Hey, Scripting Guy! I am a faithful reader of the Hey, Scripting Guy! articles and have been a Dr. Scripto fan for years. I love your new TechNet Script Center Gallery too by the way. It is much easier to use and to locate scripts than what you had before. I had no idea you had so many scripts up there. WOW! Anyway, I have this script that I have used for a while that I got off the old Script Repository that creates a common dialog box to open a file explorer window. The problem is the script does not work on Windows Vista, and I have also tried it on Windows 7 and it does not work there either.

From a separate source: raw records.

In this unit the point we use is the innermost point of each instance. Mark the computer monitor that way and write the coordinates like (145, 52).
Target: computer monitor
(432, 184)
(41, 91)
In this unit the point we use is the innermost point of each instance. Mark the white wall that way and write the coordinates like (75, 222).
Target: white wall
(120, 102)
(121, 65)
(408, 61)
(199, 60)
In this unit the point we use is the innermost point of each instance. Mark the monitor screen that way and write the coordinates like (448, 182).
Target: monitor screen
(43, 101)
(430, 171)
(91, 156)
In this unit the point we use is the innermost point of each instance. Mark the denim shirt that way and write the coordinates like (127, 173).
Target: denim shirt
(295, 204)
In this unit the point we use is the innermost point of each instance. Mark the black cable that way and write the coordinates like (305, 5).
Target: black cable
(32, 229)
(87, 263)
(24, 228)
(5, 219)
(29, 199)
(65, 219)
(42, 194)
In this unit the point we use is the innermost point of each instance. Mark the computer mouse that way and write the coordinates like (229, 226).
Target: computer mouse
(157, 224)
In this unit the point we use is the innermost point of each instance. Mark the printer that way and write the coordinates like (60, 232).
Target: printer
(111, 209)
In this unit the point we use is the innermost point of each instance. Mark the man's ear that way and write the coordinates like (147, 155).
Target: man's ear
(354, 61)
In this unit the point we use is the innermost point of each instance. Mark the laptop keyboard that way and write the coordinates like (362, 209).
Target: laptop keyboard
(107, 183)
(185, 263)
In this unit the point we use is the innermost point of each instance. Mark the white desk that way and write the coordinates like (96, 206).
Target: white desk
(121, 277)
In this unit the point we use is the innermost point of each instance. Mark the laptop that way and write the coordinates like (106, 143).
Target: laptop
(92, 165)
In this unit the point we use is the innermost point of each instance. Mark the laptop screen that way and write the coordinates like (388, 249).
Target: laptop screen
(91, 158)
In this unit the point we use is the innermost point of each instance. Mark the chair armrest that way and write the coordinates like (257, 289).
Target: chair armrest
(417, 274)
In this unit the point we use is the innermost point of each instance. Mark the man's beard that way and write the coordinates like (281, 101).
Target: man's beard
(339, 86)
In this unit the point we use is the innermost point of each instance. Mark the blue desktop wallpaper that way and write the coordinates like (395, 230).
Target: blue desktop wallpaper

Is there any easy way to open a file dialog box so that I can use a file picker to select a file path instead of having to type in a long file name and location?

-- PG

Hey, Scripting Guy! Answer

Hello PG, Microsoft Scripting Guy Ed Wilson here. Ah, the old UserAccounts.CommonDialog problem. There was an article posted way back in January 2005 called, How Can I Show Users a Dialog Box for Selecting Files? Along with the script you found on the Script Repository, that is about it for documentation. As far as I can recall, I never saw any documentation about the UserAccounts.CommonDialog object on MSDN, so it was an undocumented object. (I actually had another question a while back that I answered during Quick-Hits Friday.) Using undocumented objects is always an iffy proposition at best, but it is also fununtil your scripts start to break. The UserAccounts.CommonDialog object was removed from Windows Vista because of security concerns.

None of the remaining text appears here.